Somehow a few seconds later she was kissing Peter. After the day she’d had at the museum she could feel her decision beginning to weaken even more. His lips felt soft and warm and his tongue poked coolly and insistently between her teeth. She could feel that little space right underneath her stomach begin to melt.

Then she tasted cinnamon Tic Tacs and realized he’d somehow popped one into his mouth a little while back, already planning his attack. His hand went up to her breast and she gently removed it. She broke the kiss.

“Not tonight, Pete. Really. I’m too tired.”

“At least let me see you to the door of your apartment.” He turned on the grin again. The grin and the Tic Tac seemed to go together.

“You don’t need to do that.”

“But I want to.” He shrugged. “God knows what might be waiting for you in the elevator.”

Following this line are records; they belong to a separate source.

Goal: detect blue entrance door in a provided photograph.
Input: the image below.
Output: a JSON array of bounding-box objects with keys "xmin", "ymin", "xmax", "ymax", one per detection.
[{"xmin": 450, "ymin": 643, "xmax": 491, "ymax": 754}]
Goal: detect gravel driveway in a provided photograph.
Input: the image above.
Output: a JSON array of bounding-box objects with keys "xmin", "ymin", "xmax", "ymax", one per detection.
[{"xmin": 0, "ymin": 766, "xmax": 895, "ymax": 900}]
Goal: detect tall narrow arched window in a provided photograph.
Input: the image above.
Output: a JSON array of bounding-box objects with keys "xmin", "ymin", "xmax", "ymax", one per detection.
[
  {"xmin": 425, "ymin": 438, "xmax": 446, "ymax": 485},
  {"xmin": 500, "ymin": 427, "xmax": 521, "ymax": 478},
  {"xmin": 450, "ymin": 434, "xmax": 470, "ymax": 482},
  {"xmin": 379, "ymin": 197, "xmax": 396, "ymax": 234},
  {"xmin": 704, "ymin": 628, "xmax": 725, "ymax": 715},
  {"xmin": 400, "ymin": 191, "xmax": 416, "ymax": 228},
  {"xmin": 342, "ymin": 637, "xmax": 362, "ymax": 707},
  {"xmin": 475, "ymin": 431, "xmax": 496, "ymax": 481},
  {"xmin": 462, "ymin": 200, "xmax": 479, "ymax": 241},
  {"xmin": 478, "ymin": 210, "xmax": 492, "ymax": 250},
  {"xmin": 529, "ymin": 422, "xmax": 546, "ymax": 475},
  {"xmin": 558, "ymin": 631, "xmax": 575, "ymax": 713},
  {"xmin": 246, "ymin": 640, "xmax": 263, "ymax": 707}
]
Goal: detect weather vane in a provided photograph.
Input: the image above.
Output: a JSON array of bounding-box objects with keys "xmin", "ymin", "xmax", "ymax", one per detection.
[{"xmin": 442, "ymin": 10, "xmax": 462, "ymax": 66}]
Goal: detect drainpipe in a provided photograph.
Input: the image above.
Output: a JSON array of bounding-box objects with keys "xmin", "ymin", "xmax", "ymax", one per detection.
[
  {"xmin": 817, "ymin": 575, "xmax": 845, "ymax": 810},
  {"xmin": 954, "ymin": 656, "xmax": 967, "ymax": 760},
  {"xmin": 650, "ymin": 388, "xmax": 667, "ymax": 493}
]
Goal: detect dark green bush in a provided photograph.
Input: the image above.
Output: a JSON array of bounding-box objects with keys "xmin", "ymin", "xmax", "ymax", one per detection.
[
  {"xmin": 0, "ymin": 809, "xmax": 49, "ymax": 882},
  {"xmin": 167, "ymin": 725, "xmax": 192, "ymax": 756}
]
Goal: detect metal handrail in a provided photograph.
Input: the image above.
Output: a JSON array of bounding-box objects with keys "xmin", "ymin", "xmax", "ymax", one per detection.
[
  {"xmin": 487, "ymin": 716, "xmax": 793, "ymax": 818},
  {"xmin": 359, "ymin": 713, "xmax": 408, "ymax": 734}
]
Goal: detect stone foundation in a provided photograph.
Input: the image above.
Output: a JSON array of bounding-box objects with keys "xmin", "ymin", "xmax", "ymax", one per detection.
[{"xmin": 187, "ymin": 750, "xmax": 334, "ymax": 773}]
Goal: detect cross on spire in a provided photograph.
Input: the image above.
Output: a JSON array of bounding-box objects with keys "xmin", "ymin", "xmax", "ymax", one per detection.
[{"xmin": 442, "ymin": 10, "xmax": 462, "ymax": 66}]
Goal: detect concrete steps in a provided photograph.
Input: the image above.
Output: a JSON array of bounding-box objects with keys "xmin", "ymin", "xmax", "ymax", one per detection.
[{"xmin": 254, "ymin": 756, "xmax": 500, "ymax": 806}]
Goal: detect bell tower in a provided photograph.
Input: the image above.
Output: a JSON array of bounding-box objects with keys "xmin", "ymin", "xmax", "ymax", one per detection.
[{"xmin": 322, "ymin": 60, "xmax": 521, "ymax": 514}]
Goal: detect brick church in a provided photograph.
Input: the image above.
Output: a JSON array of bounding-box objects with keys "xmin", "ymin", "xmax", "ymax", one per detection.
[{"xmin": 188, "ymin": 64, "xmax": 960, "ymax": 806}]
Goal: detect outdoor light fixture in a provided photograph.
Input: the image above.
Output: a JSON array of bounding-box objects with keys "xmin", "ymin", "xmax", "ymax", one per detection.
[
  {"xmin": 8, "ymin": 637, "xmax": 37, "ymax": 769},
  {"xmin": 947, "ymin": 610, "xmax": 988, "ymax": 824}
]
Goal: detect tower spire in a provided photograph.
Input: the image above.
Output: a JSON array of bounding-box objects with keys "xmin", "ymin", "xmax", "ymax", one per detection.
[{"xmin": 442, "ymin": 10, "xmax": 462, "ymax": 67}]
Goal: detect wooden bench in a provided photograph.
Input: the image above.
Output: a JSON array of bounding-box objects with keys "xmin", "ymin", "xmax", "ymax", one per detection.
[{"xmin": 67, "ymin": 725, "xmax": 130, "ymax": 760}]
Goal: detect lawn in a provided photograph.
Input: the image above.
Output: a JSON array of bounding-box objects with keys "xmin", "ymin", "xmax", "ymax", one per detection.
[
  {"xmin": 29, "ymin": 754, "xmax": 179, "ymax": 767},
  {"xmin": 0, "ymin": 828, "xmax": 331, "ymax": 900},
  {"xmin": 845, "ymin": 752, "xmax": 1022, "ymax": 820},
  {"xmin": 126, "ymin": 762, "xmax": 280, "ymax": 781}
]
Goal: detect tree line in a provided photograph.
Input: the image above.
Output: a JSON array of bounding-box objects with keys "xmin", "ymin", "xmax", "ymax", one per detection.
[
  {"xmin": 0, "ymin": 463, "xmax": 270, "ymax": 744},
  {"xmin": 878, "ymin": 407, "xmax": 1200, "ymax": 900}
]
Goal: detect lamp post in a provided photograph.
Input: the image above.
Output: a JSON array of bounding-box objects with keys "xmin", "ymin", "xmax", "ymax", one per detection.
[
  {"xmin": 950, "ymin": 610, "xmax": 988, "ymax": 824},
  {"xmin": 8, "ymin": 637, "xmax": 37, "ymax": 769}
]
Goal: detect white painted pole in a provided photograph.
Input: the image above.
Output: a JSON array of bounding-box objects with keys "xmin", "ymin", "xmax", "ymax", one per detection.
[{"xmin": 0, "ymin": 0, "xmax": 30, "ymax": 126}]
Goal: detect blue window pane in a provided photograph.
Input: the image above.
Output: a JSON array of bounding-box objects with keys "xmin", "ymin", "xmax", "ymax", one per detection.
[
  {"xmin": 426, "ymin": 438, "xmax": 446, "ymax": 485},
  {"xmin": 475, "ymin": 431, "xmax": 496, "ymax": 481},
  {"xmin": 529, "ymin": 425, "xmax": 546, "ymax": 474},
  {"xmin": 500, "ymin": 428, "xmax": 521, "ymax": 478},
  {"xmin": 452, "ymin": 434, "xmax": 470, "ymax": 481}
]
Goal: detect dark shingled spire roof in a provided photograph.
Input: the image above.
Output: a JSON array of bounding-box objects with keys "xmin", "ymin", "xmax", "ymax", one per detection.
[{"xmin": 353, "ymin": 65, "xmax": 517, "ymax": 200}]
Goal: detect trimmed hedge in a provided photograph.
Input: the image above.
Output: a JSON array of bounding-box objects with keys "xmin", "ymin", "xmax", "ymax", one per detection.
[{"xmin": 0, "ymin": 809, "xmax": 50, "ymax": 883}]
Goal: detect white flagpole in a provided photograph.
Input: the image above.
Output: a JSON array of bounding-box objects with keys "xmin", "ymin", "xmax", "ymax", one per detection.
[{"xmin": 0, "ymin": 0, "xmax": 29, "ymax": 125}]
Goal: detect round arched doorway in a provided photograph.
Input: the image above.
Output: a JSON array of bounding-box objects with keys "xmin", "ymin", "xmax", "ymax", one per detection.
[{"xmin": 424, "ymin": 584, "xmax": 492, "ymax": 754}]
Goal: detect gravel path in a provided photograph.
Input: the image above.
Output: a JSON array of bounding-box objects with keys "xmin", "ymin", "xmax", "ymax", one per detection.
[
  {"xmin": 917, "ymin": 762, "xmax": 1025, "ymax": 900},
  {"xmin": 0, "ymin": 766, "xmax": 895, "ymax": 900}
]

“The elevator monster,” said Finn. “And you’re it.”

“Then I’ll protect you from myself,” he said. She laughed and turned the key and the two of them went inside.

Peter started kissing her again on the way up in the elevator and by the time the long jerky ride to the fifth floor was over she knew she was probably going to make a mistake and invite him in after all.

She also knew that she was just looking for comfort and distraction from the events of the day and Peter would try to turn it into much more than that, but right now she really didn’t care. She wanted his taste and his smell and the feel of him. Maybe it was time she allowed herself to be the selfish one. After all, it wasn’t her job to protect him from the realities of life. She wasn’t his mother, for God’s sake! She giggled at the Freudian implications of that thought and turned her door key in the lock.